3 Data cleaning


Data are unorganised raw facts or figures that need to be processed and analysed. Variables are a type of data that can change. They form the basis of most analyses performed to understand situations, trends and linkages.
Data and variables can take different forms: Simple and random in appearance, or statistical and complex in appearance. In any case, data and variables form the basis of the analysis but are of no use until they are processed, analysed and finally converted into information. Before being analysed, the data must first be checked for possible errors. Thus, database cleaning is primarily a logical process, including data consistency analysis and triangulation with other available information.

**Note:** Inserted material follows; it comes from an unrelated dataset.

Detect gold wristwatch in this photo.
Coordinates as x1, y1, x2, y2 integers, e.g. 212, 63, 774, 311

Some errors are difficult to detect before the analysis begins; for example, some outliers are identifiable only when the data is better known. However, it is preferable to detect as many errors as possible in order to avoid having to backtrack when analysing the data.
Make sure that all changes made to your dataset have been recorded in a “change log”.
This module consists of 7 sub-parts:
- 3.1 Formatting a database,
- 3.2 Conditional formatting,
- 3.3 The most common formulas for data cleaning,
- 3.4 Identifying duplicates,
- 3.5 Identifying extreme values,
- 3.6 Identifying missing values,
- 3.7 Summary of Data Quality Control.
This section often refers to :
- The Getting Started in Programme Data Management toolbox which provides a starting point for learning about data management in general,
- The Data Analysis toolbox, which provides an understanding of the basic principles and tricks of data analysis.